Most interfaith marriage couples remain segregated and aloof from society because of various reasons like severe backlash from the local community, brewing animosity among people, or mocking from crowds or mobs.

Losing Religious Identity

Relinquishing religious identity and community is one of the foremost reasons for prohibiting interfaith marriage. For most, marriage is a sacred link between people with the same beliefs, values, and traditions. However, marrying someone from a different faith can lead to various problems.

 Interfaith Marriages in Judaism

Interfaith marriages in the Jewish religion were strongly disregarded by their leaders. The primary resource of Jewish theology–the Talmud and the religious scholar–Poskim prohibits people of other faiths from marrying Jews.


“This isn’t about man’s laws. This is God’s. A Jew who marries a non-Jew goes against the Torah. It is one of the commandments from Mount Sinai. It cannot happen.” (Maty discussing interfaith marriage with Aaron)

 The Exception

In 1844, the Rabbinical Conference of Brunswick allowed interfaith marriages for Jews. However, a condition was established: Marriage was allowed only if the children were raised as Jews. But even after the decree, interfaith marriage in the Jewish community was rare. In the 19th century, less than one-tenth of one percent of the Jews of Algeria practiced exogamy, i.e., interfaith marriage.
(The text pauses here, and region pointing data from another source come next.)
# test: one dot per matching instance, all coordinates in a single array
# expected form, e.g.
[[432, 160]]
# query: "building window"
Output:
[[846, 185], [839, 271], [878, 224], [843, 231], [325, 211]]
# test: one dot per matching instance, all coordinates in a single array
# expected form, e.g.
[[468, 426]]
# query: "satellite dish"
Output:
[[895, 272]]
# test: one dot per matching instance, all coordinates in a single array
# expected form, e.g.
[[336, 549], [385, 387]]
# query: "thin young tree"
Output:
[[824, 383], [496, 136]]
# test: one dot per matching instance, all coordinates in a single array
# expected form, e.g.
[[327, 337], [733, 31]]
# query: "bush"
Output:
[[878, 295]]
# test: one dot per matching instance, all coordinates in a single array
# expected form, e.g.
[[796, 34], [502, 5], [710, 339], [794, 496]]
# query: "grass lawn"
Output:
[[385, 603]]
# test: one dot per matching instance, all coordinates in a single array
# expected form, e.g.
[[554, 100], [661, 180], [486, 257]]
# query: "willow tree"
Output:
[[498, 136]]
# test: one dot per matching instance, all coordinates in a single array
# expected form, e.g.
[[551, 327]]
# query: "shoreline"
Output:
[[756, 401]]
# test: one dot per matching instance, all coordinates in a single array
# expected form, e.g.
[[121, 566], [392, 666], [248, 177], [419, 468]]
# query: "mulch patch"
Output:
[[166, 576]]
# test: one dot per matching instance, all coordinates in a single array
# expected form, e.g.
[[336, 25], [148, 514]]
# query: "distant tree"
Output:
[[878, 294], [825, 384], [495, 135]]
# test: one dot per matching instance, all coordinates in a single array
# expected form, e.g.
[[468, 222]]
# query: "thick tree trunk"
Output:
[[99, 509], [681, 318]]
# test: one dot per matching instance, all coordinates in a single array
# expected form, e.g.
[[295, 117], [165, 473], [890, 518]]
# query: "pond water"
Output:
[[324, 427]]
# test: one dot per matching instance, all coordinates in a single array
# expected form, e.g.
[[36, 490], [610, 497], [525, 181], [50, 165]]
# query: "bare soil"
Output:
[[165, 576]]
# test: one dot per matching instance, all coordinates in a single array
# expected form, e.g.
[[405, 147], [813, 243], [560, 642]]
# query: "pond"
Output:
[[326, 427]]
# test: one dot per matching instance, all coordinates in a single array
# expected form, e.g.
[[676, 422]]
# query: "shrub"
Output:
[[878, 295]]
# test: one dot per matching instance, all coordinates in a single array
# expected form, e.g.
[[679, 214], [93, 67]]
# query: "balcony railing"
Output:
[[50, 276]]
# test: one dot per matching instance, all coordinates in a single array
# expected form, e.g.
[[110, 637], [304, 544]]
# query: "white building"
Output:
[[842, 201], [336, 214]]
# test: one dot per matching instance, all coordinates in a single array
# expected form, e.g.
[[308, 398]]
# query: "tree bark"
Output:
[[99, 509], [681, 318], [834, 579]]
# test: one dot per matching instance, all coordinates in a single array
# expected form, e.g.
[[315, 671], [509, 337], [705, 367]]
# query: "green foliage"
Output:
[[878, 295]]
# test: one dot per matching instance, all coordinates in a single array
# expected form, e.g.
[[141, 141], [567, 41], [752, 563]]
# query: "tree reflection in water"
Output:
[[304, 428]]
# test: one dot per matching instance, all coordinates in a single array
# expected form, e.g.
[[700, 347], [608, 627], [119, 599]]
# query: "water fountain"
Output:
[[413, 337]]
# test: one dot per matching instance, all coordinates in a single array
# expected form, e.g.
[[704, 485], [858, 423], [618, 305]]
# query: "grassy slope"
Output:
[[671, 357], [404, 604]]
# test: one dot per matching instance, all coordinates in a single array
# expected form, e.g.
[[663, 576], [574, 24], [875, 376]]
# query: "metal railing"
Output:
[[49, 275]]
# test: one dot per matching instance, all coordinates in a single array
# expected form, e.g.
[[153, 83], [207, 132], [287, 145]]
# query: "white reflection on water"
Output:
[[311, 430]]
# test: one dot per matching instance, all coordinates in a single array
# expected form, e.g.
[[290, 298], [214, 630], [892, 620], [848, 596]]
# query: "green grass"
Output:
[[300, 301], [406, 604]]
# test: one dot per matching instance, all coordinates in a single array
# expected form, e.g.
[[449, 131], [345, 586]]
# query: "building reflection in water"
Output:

The Forbidden Love Story: Aaron’s War & Interfaith Marriages

Richard McMaster sheds light on interfaith marriage in his tome, Aaron’s War: With the main protagonist falling in love with a Christian woman, he searches for a plausible answer to end the stalemate.
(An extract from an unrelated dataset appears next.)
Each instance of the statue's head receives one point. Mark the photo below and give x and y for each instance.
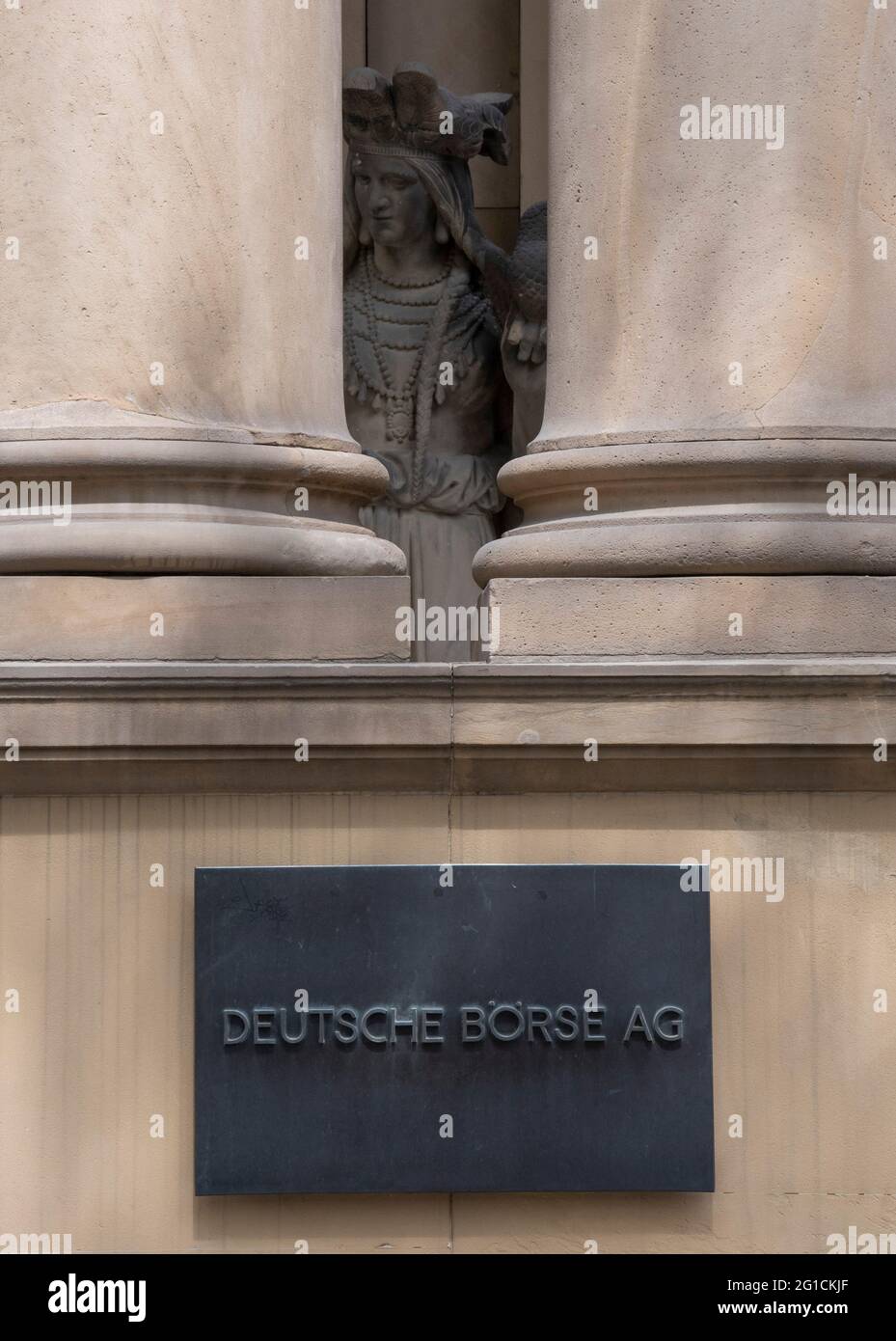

In his book “Aaron’s War,” the author addresses the issue of interfaith marriage and its challenges with Aaron Vanko. The story’s hero, Vanko, is a combatant who plays a significant role in World War II. After peace is established in the war-ravaged country, he finds the love of his life. However, due to religious differences, Vanko cannot manage the wedlock.
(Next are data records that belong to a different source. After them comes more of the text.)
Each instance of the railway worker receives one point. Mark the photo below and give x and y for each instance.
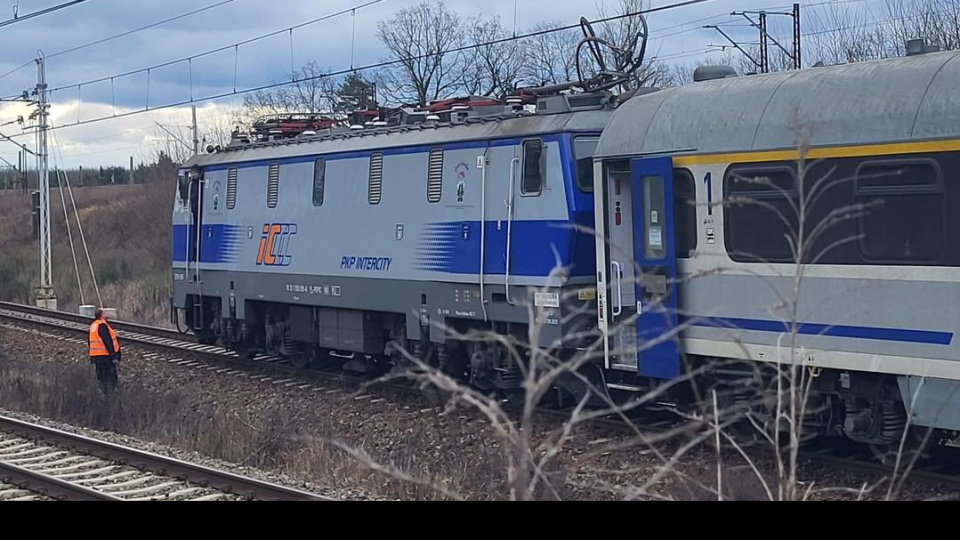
(104, 351)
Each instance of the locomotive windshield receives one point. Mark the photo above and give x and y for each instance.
(584, 149)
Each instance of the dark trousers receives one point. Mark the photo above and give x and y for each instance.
(106, 372)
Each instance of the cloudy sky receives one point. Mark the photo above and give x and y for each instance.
(677, 36)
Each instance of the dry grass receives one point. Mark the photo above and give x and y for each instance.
(127, 229)
(271, 437)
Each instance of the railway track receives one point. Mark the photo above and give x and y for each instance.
(279, 371)
(39, 462)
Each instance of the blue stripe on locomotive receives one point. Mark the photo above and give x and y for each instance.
(220, 244)
(535, 245)
(537, 248)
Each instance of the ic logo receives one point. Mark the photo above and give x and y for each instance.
(275, 244)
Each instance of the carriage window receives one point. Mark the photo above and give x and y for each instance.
(534, 161)
(760, 214)
(232, 188)
(903, 209)
(319, 179)
(685, 211)
(584, 148)
(435, 176)
(375, 187)
(273, 185)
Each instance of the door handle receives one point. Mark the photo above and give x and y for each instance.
(618, 272)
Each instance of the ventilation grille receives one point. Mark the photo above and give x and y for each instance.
(435, 176)
(232, 188)
(376, 178)
(273, 185)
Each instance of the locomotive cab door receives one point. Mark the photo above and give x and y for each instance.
(640, 311)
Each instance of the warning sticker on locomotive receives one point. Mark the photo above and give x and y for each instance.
(547, 299)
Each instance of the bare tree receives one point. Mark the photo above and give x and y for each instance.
(491, 69)
(419, 39)
(311, 91)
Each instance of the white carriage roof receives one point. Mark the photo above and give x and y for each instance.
(409, 135)
(903, 99)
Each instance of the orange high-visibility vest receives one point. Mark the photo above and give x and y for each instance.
(97, 346)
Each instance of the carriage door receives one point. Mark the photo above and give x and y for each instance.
(656, 266)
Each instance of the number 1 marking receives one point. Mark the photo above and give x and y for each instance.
(708, 180)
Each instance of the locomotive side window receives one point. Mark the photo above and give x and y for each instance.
(584, 149)
(375, 186)
(534, 167)
(903, 209)
(273, 185)
(685, 212)
(319, 179)
(435, 176)
(760, 215)
(232, 188)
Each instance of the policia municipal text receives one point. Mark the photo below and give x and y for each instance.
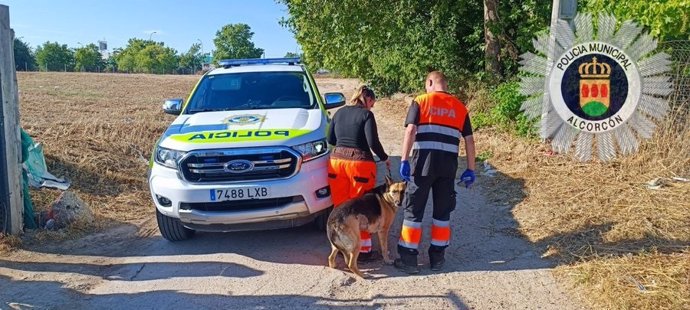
(352, 169)
(435, 123)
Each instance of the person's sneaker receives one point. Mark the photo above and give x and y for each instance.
(438, 265)
(398, 263)
(369, 257)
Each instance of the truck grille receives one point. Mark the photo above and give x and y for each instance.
(240, 205)
(239, 165)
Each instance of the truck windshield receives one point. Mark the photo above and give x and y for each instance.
(252, 90)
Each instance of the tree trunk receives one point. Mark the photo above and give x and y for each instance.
(492, 50)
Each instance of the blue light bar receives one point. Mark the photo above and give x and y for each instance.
(258, 61)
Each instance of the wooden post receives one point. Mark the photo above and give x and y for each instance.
(10, 141)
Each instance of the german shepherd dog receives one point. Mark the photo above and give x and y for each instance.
(373, 212)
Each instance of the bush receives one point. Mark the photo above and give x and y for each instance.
(504, 112)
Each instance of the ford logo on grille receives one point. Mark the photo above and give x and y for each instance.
(239, 166)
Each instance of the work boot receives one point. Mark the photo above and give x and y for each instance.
(436, 257)
(407, 261)
(369, 257)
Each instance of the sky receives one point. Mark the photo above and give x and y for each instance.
(177, 23)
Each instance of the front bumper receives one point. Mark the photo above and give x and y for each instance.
(302, 187)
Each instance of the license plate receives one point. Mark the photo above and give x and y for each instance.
(239, 193)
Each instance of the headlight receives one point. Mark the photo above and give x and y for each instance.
(312, 150)
(168, 157)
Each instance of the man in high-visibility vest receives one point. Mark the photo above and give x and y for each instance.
(435, 123)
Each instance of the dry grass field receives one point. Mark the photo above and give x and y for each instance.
(625, 246)
(98, 131)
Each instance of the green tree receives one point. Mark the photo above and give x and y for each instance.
(393, 49)
(191, 60)
(234, 41)
(52, 56)
(24, 58)
(667, 20)
(88, 58)
(146, 56)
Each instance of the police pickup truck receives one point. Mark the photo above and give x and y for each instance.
(247, 151)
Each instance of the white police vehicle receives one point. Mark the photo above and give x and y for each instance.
(248, 151)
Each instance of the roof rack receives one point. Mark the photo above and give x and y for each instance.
(227, 63)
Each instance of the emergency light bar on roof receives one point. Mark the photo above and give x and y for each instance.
(226, 63)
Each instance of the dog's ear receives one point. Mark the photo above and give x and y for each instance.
(389, 181)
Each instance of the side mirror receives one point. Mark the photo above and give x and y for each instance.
(334, 100)
(173, 106)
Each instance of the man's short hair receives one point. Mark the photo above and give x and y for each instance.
(437, 77)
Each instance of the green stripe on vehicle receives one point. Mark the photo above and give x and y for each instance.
(229, 136)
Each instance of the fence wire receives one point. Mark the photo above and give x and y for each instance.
(680, 55)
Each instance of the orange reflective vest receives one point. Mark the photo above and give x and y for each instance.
(441, 119)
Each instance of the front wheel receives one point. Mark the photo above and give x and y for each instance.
(172, 229)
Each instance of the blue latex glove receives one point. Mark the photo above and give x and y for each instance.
(405, 170)
(468, 178)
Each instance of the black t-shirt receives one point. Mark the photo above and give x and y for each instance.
(355, 127)
(433, 162)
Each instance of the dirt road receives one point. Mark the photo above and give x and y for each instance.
(489, 266)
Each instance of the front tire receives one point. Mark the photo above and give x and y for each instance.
(172, 229)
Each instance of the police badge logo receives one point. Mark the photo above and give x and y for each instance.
(245, 119)
(601, 90)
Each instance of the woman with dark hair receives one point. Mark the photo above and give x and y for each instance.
(352, 169)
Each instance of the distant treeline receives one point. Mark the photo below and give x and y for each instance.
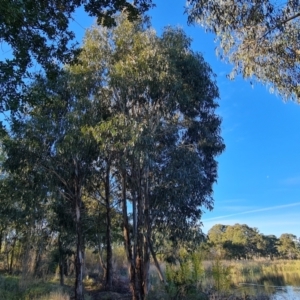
(241, 241)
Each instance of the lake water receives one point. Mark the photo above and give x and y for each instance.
(287, 293)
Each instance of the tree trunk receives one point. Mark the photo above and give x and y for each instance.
(127, 244)
(156, 263)
(79, 252)
(60, 261)
(109, 266)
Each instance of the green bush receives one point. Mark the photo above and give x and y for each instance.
(184, 277)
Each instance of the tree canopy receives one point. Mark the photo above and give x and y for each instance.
(38, 32)
(260, 37)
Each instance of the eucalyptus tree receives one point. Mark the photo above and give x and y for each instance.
(49, 136)
(260, 38)
(163, 135)
(37, 32)
(287, 246)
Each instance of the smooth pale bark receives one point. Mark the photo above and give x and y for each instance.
(61, 262)
(109, 266)
(79, 253)
(156, 263)
(132, 273)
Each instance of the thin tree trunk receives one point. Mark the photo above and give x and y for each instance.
(140, 240)
(79, 252)
(12, 256)
(109, 266)
(61, 261)
(146, 235)
(101, 262)
(156, 263)
(127, 240)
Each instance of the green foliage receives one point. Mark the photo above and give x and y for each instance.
(37, 32)
(184, 278)
(260, 38)
(221, 275)
(240, 241)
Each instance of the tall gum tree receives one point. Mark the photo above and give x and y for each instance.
(259, 37)
(165, 135)
(37, 32)
(49, 136)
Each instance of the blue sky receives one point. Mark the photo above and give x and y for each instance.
(259, 172)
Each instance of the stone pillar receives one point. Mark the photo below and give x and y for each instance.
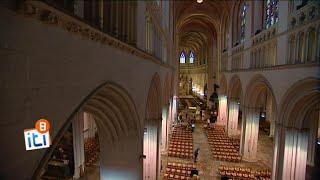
(233, 117)
(222, 119)
(151, 141)
(79, 8)
(164, 125)
(295, 154)
(78, 144)
(250, 128)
The novel sheds light on the Jewish law that prohibits interfaith marriage.

  • The Jewish Identity

In traditional Jewish law, marriage between a Jewish and a non-Jewish individual is strictly forbidden. It is believed that such a union would compromise the Jewish identity and undermine its heredity. As the community is small, its distinctive identity is crucial to its survival. Marrying a non-Jew is seen as a possible threat to end the race.

A book cover
  • Raising Children

Interfaith marriages pose significant challenges for couples and their children. Differences in culture, religion, and values can lead to conflicts and difficulties in raising children with a coherent identity. In Jewish tradition, children are labeled as ‘Jewish’ if their mother is a Jew. Therefore, if a Jew wanted to marry a non-Jew female, their children would not be regarded as Jewish.

  • Assimilation

Interfaith marriages are prohibited because of the fear of assimilation. Jewish individuals and communities have encountered oppression and bias in the past. Therefore, intermarriage is not a viable option for elders in the Jewish community. In some cases, Jewish individuals marrying non-Jewish partners were pressured to convert to their spouse’s religion, leading to the loss of their Jewish identity and the assimilation of their children into non-Jewish communities.

Bottom Line

The issue of interfaith marriage in Judaism remains a controversial and debatable topic. While the prohibition on interfaith marriage may seem harsh, it is essential to understand that it is based on the desire to preserve Jewish identity and continuity. Through Aaron’s War, we learn about the importance of the Jewish community.


Jewish law places high value on maintaining a distinct and unified community because of constant threats to their existence. Interfaith marriage is considered a problem too. It is linked to undermining the growth of Jews in the world. While individuals may opt for interfaith marriages, it is vital to understand the challenges and complications that may arise.

About the Author

Richard McMaster, a former executive in the healthcare industry, led three startup companies and held positions on multiple boards. Originally from Iowa, the author lived in North Idaho for two decades before settling in Phoenix, Arizona. Along with being a writer, he has also written screenplays such as “The Attic” and “Ticket to Heaven.”